4 Movements to Help with Carpal Tunnel Syndrome
Carpal Tunnel Syndrome is caused by inflammation of or pressure on the median nerve. The
carpal tunnel is a narrow passageway in the wrist that is surrounded by bones and ligaments on the palm side of the hand. Carpal tunnel syndrome usually comes on slowly and gradually gets worse over time. As inflammation increases and pressure starts getting put on the median nerve, most people start to develop tingling or numbness in the hand. Every so often, individuals with more severe carpal tunnel syndrome may develop weakness in the hand and find it difficult or painful to grasp and hold objects. So, what can you do if you start to develop CTS to help prevent it from getting worse or to remedy it altogether?
There are many different types of treatment, ranging from the basic ice and non-steroidal anti-inflammatory drugs to stretching, to even surgery if absolutely needed. Icing and NSAIDs can be used to bring down inflammation. Even using a wrist splint while sleeping to keep the wrist from being put in strenuous positions has been proven to help. From here,
I recommend 4 types of movements to stretch the wrist and do some neural gliding to help relieve the symptoms.
Multi-Planar Rocking for Wrist Extension
- Start on your hands and knees, rotate one hand until the fingers are pointing back towards your thighs.

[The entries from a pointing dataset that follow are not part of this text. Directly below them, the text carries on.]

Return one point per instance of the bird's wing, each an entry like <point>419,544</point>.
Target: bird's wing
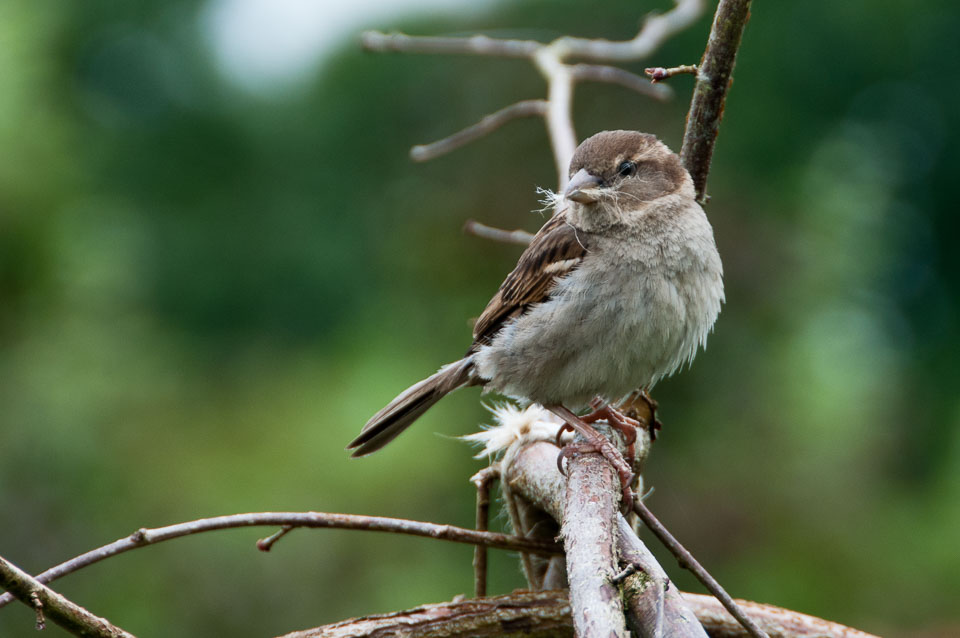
<point>554,252</point>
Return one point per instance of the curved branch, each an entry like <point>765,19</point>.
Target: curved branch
<point>143,537</point>
<point>54,606</point>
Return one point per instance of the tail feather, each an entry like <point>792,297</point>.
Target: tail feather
<point>399,414</point>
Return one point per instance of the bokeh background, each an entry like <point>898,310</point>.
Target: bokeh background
<point>216,261</point>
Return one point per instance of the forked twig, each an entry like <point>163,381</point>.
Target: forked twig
<point>690,563</point>
<point>48,603</point>
<point>552,60</point>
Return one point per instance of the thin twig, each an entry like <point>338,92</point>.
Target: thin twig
<point>687,561</point>
<point>613,75</point>
<point>54,606</point>
<point>519,237</point>
<point>144,537</point>
<point>482,481</point>
<point>490,123</point>
<point>473,45</point>
<point>710,93</point>
<point>266,544</point>
<point>658,73</point>
<point>656,29</point>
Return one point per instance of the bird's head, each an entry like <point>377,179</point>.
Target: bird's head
<point>617,171</point>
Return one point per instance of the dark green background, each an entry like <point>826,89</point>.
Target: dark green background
<point>205,292</point>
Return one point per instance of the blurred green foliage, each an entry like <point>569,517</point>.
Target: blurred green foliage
<point>204,292</point>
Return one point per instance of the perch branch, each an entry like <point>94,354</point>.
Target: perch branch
<point>143,537</point>
<point>69,615</point>
<point>710,92</point>
<point>547,615</point>
<point>589,539</point>
<point>687,561</point>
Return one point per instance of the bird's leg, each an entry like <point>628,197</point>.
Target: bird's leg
<point>626,425</point>
<point>599,443</point>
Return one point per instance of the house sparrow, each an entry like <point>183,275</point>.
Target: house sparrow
<point>617,290</point>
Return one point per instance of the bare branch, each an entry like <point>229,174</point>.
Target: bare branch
<point>687,561</point>
<point>519,237</point>
<point>266,544</point>
<point>656,29</point>
<point>710,93</point>
<point>654,608</point>
<point>482,481</point>
<point>614,75</point>
<point>589,539</point>
<point>490,123</point>
<point>547,615</point>
<point>143,537</point>
<point>474,45</point>
<point>551,60</point>
<point>658,73</point>
<point>58,608</point>
<point>776,621</point>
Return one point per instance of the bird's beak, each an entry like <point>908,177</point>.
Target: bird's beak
<point>583,187</point>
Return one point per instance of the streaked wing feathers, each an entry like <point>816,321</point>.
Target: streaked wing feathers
<point>554,252</point>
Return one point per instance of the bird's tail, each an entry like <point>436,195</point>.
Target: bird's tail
<point>400,413</point>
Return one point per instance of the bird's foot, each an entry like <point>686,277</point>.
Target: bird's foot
<point>641,406</point>
<point>627,426</point>
<point>596,442</point>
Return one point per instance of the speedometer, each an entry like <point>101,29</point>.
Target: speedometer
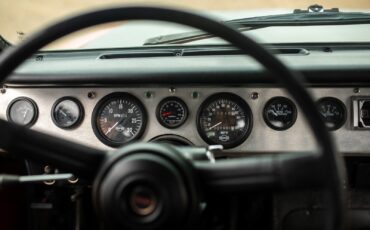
<point>224,119</point>
<point>118,118</point>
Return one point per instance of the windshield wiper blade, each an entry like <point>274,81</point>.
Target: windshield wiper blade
<point>306,18</point>
<point>299,18</point>
<point>181,38</point>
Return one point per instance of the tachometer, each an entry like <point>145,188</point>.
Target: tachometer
<point>118,118</point>
<point>224,119</point>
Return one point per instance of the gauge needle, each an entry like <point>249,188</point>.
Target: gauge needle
<point>166,114</point>
<point>219,123</point>
<point>110,129</point>
<point>25,115</point>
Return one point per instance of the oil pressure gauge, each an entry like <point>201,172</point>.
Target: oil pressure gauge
<point>333,112</point>
<point>172,112</point>
<point>280,113</point>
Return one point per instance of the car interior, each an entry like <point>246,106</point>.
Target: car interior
<point>207,128</point>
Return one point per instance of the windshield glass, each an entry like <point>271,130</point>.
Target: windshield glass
<point>20,18</point>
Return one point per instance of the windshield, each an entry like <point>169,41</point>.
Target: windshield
<point>20,18</point>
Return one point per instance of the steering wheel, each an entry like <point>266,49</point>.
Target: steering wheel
<point>158,186</point>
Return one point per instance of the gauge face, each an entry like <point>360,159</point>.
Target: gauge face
<point>280,113</point>
<point>67,112</point>
<point>119,118</point>
<point>333,112</point>
<point>172,112</point>
<point>224,119</point>
<point>22,111</point>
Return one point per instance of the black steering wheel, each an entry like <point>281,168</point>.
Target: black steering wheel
<point>157,186</point>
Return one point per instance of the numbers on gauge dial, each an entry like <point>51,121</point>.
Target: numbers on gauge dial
<point>172,112</point>
<point>280,113</point>
<point>333,112</point>
<point>225,120</point>
<point>120,119</point>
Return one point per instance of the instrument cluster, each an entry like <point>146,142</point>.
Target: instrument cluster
<point>222,118</point>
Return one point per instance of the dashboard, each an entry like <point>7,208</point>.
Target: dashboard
<point>245,120</point>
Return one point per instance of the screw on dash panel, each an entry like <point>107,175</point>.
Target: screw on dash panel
<point>149,94</point>
<point>254,95</point>
<point>195,95</point>
<point>91,95</point>
<point>172,90</point>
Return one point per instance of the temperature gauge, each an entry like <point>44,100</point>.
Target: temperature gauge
<point>67,112</point>
<point>332,111</point>
<point>22,111</point>
<point>172,112</point>
<point>280,113</point>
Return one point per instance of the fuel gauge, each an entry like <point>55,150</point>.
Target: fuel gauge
<point>333,112</point>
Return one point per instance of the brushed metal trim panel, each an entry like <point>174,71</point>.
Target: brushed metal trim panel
<point>261,140</point>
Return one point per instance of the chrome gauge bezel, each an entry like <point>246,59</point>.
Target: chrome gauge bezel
<point>276,100</point>
<point>165,101</point>
<point>34,106</point>
<point>241,103</point>
<point>338,103</point>
<point>100,106</point>
<point>77,122</point>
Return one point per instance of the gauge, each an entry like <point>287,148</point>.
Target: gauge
<point>280,113</point>
<point>172,112</point>
<point>333,111</point>
<point>118,118</point>
<point>224,119</point>
<point>67,112</point>
<point>22,111</point>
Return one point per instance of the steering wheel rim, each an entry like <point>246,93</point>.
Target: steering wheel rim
<point>14,56</point>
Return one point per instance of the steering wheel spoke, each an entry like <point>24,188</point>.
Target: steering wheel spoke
<point>30,144</point>
<point>266,172</point>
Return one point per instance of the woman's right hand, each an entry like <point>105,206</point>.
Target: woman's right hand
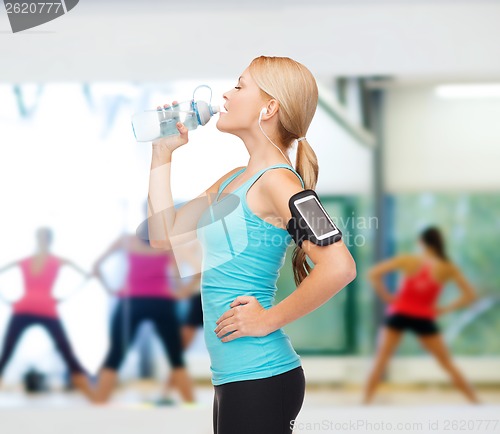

- Then slowly shift your weight back in your hips to create added flexion at the wrist and forward to remove the tension 10 times.
- Then shift your weight side to side 10 times.
- Finally, draw small circles 5 times in each direction with your shoulders and hips.
- Keeping your hands loose and palms facing your stomach, shake the hands up and down like you are shaking excess water off them.
- Do this for 10-15 seconds, relax and then repeat.
Wrist Flexion (Extensor Stretch)
- Make a fist, wrapping your fingers over your thumb.
- Hold that arm up about shoulder height, making sure to keep the arm straight at the elbow.
- Take your other hand underneath and grab the knuckles from over the top.
- Gently pull the knuckles down towards the floor.
- Once at the end range of motion, holding the wrist in flexion, push the top of the hand into the other hand without letting the wrist extend.
Median Nerve Glides
- Make a fist with one hand and keep the thumb on the outside.
- Uncurl the fingers, stretching the fingers and thumb out, making sure to keep the thumb pressed into the side of the hand
- Rotate the hand so that the palm is face up.
- Gently bend the wrist back towards the forearm and extend the thumb out to the side.
- With the opposite hand, apply gentle pressure down on the thumb to stretch it.
- For each change of position, hold for 3-7 seconds.
Other things you can do to help should you be experiencing carpal tunnel syndrome are to take short, frequent breaks throughout the day, avoid activities that aggravate it, pay attention to your form, and keep your hands warm to help with circulation. If you notice discomfort while using the computer, it’s often due more to using the computer mouse than the keyboard. Try to change your mouse or use it sparingly. Lastly, make sure to see your doctor as soon as possible to get an accurate diagnosis and to choose the appropriate form of treatment based on your symptoms and the severity of them. Early detection is vital to seeing a positive response to these stretches. If things get worse, then getting referred to a specialist like Dr. Ahuja is the next step to finding out all of your options.